Удалось ли ему провести старуху, или просто потому, что она обрадовалась случаю поболтать с чужим человеком, но она дала полную волю языку и любопытству, пересыпая рассказы о старине расспросами о том, что происходит в петербургском свете, из которого она удалилась более полстолетия тому назад.
— Мода у вас теперь, верно, драгоценностями себя увешивать. В наше время все это в ларцах под спудом хранилось и только при особых случаях вынималось, потому и цело было. Много изрядных штучек найдется здесь и после моей смерти. Да-да, дождаться бы им только, чтобы Серафима Даниловна дышать перестала, много им добра останется, — распространялась она, видимо, напав на любимую тему. — Статуй у меня есть тальянского мастера, такого знаменитого, что цены тому статую нет. Мне эту штуку привез в подарок из тальянской земли за услугу князь Василий Репнин. Теперь сынок его в важные люди вылез. Слыхал, верно? Царским послом в Варшаве?
— Имею счастье быть лично знакомым с князем Николаем Васильевичем Репниным и незадолго до выезда из столицы видел его у графа Воронцова, — ответил Грабинин.
— Это у Романа, что ли? Дочь его Катеринка, что за Дашковым, немало набедокурила после кончины императрицы Елизаветы Петровны, моей благодетельницы, царствие ей небесное! Ну, да это — не твоего ума дело: молод ты, чтобы о поступках высоких особ судить, — поспешила Аратова оговориться, и, не давая гостю объяснить, что он упомянул не про графа Романа, а про графа Михаила Воронцова, канцлера, она продолжала: — Расскажи ты мне про Репнина: зачем его в Питер вызвали, когда он должен в Варшаве сидеть да за кознями поляков следить?
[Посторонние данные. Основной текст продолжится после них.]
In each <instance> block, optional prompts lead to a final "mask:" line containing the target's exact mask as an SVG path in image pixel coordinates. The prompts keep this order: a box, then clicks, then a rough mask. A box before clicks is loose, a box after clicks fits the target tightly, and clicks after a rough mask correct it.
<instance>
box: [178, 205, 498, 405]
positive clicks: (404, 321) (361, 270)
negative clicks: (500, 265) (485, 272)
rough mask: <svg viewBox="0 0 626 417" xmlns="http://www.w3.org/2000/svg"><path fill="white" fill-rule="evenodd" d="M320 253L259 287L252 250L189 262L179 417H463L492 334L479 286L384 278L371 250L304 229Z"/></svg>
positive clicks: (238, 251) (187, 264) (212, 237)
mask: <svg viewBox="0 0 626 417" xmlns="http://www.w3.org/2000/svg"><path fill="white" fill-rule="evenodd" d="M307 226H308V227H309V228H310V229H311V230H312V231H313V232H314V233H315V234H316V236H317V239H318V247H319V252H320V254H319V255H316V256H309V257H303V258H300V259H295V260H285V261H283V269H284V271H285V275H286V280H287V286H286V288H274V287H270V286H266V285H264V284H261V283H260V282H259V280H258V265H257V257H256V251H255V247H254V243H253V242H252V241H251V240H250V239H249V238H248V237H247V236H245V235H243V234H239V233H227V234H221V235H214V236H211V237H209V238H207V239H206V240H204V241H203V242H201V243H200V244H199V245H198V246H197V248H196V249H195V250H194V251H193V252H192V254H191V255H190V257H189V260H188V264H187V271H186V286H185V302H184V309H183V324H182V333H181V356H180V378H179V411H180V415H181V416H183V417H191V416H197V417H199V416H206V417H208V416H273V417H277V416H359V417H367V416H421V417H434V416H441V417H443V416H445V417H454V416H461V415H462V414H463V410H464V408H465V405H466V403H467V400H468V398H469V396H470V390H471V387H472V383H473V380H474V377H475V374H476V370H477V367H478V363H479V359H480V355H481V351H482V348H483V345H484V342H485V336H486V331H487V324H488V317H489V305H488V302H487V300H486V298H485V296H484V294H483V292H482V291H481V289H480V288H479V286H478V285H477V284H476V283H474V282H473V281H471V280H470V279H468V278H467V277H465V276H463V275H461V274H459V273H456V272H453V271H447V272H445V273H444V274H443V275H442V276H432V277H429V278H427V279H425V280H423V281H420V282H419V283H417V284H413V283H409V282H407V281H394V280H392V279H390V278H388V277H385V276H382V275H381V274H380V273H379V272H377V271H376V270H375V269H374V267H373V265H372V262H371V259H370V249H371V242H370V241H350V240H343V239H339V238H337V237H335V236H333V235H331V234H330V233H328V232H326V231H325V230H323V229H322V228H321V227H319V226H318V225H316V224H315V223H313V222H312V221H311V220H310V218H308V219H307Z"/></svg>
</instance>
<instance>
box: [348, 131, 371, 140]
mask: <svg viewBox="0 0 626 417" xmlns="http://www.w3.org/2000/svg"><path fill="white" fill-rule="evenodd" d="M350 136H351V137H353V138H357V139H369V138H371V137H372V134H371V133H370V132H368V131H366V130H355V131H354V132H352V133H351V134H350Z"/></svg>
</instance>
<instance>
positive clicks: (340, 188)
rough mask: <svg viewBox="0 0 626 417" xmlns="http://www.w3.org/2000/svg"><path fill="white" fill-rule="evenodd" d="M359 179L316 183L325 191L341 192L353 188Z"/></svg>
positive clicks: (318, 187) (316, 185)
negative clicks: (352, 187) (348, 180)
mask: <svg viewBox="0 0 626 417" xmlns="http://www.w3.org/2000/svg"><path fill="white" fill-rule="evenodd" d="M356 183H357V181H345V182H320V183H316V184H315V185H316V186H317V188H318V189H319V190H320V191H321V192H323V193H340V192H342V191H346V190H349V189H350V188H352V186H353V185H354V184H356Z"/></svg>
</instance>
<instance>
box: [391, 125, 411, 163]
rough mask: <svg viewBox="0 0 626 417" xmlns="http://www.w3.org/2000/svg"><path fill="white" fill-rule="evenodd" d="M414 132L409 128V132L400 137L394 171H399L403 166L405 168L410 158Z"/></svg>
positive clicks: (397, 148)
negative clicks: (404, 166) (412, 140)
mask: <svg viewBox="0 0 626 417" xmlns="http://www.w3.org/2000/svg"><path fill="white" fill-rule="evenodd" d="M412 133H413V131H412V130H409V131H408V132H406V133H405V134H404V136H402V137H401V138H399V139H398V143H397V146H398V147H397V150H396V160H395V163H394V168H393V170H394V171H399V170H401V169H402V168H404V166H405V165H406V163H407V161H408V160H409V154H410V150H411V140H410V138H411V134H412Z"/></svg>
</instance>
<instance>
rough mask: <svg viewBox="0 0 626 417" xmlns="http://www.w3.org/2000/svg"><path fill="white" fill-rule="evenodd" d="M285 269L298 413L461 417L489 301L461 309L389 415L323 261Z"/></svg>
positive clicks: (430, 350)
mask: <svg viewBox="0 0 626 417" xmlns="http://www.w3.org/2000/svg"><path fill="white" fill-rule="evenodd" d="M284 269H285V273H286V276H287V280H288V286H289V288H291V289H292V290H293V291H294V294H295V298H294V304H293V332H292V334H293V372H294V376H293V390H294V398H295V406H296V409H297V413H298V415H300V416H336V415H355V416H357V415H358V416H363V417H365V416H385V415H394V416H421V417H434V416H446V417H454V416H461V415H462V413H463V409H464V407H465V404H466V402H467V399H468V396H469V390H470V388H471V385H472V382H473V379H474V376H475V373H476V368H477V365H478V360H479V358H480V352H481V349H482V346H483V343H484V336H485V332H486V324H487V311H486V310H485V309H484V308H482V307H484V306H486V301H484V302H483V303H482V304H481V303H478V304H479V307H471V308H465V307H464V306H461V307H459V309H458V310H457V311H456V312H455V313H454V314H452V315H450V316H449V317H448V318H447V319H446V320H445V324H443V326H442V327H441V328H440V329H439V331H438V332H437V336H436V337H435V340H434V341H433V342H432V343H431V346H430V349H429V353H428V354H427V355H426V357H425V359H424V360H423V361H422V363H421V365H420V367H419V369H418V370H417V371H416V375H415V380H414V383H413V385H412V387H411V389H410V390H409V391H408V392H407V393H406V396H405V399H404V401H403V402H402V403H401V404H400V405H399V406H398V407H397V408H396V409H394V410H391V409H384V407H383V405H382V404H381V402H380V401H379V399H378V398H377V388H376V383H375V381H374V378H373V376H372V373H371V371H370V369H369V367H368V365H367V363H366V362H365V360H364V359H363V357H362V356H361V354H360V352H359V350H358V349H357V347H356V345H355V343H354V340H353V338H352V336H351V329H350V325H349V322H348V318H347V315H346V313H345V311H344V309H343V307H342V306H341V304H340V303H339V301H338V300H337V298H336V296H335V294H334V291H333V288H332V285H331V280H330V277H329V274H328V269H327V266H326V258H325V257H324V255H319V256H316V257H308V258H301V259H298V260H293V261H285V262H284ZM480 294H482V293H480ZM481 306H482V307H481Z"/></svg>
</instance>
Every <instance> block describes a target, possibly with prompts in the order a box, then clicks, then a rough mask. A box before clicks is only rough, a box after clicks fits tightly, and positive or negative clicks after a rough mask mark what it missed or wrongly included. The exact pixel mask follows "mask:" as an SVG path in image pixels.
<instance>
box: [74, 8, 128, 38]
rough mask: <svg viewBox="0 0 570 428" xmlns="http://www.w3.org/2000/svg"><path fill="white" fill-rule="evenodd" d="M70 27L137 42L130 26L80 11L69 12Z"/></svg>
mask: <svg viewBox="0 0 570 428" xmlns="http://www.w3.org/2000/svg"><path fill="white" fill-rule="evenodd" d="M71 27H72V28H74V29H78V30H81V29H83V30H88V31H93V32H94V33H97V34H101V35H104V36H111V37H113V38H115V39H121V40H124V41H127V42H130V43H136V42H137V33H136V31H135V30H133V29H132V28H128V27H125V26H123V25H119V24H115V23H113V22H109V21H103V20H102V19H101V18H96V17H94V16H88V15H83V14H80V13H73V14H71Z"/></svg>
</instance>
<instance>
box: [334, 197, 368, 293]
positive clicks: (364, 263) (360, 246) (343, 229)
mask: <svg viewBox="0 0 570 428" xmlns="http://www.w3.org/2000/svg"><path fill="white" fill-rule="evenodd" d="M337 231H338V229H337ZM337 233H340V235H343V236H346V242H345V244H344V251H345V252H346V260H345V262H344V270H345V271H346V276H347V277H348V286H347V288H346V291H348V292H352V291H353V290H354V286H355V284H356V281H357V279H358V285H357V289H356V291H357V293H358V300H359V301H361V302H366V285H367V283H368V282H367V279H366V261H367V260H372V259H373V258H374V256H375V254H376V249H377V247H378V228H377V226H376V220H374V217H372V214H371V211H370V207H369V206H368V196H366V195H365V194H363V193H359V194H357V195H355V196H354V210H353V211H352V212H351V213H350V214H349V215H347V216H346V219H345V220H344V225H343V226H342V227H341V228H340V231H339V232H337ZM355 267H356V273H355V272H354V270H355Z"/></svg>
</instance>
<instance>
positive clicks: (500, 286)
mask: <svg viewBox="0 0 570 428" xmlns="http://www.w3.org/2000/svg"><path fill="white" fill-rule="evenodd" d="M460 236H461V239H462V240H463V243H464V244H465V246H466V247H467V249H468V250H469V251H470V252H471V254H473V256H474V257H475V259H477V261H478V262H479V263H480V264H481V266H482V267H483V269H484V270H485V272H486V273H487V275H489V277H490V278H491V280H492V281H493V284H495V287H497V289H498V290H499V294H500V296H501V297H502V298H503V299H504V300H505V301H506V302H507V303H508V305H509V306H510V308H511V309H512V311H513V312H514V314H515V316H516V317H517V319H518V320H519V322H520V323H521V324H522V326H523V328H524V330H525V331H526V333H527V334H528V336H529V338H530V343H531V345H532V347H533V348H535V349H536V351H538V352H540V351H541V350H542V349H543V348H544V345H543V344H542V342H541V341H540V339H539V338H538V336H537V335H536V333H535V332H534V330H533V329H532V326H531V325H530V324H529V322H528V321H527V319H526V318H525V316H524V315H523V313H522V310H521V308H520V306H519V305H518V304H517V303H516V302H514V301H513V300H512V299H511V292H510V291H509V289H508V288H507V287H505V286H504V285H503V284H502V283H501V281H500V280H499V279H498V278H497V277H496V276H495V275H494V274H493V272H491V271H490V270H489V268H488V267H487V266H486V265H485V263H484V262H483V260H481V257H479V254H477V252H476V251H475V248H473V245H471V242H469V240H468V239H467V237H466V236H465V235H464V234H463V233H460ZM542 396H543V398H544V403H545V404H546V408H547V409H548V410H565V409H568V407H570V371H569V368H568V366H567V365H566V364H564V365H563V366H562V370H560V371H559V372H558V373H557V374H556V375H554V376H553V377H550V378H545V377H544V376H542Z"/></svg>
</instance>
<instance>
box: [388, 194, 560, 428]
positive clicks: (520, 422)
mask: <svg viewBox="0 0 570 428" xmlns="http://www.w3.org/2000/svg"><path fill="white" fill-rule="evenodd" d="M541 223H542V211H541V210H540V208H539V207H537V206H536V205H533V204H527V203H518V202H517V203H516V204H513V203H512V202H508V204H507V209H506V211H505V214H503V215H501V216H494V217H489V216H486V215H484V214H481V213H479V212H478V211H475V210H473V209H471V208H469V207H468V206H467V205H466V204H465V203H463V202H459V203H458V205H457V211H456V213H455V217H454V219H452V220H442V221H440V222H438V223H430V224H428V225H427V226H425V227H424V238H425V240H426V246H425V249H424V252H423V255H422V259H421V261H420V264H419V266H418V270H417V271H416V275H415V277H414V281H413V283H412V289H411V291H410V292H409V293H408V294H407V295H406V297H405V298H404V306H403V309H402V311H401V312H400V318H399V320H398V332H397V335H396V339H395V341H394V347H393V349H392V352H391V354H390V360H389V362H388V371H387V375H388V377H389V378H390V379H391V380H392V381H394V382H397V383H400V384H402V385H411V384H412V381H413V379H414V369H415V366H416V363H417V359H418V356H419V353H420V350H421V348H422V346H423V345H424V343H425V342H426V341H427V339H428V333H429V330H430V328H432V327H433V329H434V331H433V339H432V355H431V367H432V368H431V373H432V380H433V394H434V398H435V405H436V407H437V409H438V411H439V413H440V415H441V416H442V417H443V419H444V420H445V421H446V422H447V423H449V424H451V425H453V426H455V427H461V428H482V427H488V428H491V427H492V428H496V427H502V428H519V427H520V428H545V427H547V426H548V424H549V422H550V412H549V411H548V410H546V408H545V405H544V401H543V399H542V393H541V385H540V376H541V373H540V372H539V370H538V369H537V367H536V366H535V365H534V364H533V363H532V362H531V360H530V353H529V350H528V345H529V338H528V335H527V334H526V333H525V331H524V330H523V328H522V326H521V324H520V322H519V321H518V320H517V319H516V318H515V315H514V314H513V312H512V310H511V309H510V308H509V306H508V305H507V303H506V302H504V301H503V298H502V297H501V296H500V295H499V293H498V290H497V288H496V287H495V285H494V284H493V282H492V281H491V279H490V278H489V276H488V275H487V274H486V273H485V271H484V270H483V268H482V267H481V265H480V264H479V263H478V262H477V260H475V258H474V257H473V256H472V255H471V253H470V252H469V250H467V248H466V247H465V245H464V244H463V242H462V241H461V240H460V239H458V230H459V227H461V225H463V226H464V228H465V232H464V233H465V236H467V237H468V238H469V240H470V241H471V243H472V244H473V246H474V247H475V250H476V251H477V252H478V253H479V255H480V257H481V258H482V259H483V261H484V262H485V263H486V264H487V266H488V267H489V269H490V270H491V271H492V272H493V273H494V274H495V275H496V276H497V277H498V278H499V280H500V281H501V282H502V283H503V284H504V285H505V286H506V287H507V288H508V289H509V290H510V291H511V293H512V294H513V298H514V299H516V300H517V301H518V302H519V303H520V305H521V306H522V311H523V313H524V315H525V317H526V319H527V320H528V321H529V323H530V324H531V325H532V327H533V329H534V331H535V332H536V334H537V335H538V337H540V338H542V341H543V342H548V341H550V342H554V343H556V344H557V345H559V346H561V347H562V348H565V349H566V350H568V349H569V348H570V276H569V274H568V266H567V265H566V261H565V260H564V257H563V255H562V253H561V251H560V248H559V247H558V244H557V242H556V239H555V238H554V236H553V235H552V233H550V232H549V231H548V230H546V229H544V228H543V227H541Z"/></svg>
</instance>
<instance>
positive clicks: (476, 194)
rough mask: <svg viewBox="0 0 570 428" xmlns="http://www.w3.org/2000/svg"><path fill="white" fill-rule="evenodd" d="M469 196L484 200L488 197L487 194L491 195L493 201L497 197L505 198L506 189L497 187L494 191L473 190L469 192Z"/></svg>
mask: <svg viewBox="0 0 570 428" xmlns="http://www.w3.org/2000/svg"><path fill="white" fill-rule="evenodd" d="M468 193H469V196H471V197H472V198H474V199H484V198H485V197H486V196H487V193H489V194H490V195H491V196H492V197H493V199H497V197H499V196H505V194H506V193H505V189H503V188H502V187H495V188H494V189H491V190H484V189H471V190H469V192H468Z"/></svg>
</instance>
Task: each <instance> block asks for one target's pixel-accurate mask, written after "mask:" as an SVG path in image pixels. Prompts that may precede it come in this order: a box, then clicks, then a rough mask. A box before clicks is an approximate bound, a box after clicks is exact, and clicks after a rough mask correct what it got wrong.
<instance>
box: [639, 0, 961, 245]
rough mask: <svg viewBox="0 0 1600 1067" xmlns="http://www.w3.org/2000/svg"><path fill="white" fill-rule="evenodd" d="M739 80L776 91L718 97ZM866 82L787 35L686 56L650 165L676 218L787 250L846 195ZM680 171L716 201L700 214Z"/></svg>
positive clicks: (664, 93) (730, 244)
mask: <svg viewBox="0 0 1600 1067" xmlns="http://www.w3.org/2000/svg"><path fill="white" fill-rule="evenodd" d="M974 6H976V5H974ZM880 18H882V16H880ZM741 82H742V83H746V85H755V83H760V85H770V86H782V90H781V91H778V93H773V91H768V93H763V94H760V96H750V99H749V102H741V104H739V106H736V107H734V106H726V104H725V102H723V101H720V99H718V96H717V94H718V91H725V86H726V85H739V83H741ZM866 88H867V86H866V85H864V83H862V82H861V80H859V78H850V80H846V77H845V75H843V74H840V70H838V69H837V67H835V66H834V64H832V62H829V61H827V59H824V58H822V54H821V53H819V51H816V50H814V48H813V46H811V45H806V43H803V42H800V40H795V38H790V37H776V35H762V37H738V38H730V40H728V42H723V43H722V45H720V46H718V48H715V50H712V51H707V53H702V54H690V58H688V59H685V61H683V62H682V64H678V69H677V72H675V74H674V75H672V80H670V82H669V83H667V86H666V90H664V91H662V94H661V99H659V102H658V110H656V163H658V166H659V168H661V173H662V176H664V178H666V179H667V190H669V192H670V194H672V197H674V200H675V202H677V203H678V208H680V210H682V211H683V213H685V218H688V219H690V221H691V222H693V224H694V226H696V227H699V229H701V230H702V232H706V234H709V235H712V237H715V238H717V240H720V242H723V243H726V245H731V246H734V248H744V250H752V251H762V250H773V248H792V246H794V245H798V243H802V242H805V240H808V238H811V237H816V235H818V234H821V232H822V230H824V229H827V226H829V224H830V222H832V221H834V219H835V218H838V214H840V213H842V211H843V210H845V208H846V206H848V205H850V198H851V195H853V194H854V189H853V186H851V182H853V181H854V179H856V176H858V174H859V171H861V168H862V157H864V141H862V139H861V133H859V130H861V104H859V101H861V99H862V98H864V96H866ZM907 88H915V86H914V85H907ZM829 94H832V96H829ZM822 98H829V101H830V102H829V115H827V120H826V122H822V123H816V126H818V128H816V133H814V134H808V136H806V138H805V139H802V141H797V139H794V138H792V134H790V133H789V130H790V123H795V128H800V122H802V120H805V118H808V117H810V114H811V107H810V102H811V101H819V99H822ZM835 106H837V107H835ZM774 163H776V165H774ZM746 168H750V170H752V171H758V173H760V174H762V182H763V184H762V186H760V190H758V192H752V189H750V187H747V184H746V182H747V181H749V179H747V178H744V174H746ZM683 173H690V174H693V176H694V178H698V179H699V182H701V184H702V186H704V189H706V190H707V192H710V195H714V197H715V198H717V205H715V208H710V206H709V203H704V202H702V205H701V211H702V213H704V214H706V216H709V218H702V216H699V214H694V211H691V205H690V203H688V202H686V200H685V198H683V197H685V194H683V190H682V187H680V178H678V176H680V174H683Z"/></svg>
— С донесениями к государыне приезжал.
— То-то с донесениями! Не донесли бы на него про его шашни с красавицами. Чарторыского Адама женка, Изабелка, говорят, веревки из него вьет. Довольно это обидно про русского вельможу слышать! И с коих пор дьявол нас этими полячками в соблазн вводит! Еще при Святополке Окаянном преподобный Моисей Угрин через полячку в заточении мученичество принял. Красавец был такой же, как и твой дед, а полячки на мужскую красоту так же падки, как и на деньги, и на наряды. Распалилась та полька до исступления и целых пять лет искушала его в темнице свободой, сокровищами, почестями, чтобы только он в любовную с нею связь вступил. Воздержался, однако, праведный муж, и за такой подвиг после смерти к лику святых причтен. Молятся ему теперь от польского соблазна, и, говорят, помогает. В былое время советовала я и деду твоему сходить пешком в Киев, мощам преподобного Моисея Угрина поклониться, не послушался — и вот половины состояния да рассудка лишился: совсем помешанным скончался. Твержу я и моему Митяйке: «Не вожжайся ты с этими иезуитками, вспомни про святого Моисея Угрина да про соседа нашего Грабинина!» И Репнин попался. Я Репниных давно знаю, как еще в девках была! Тогда царь Петр Алексеевич Россией правил, а Никита Репнин при нем верным помощником был. Умен был. Ну, да царь Петр при себе дурака не стал бы держать. Вместе шведов колотили. Внук-то, по всему видать, попроще вышел, да по нонешним временам и такой за умницу сойдет. Однако и он больше пользы принес бы отечеству, кабы не немецкое воспитание. В басурманских землях учился против русских врагов воевать! — прибавила она с презрением. — А деда его мне грех поминать лихом — каждый день во дворце встречались и друг другу супризы делали. Что там еще? — прервала Аратова свою речь, чтобы обернуться к пологу, слегка заколыхавшемуся в ногах кровати, где, по-видимому, была беззвучно растворившаяся дверь.
Полог чуть-чуть раздвинулся, и в образовавшемся между складками отверстии появилось бледное женское лицо с прямым носом и впалыми, беспокойно бегающими глазами.
— Молодая барыня барчука из флигель к себе унесла! — задыхающимся от волнения шепотом проговорила она. — Заперлась.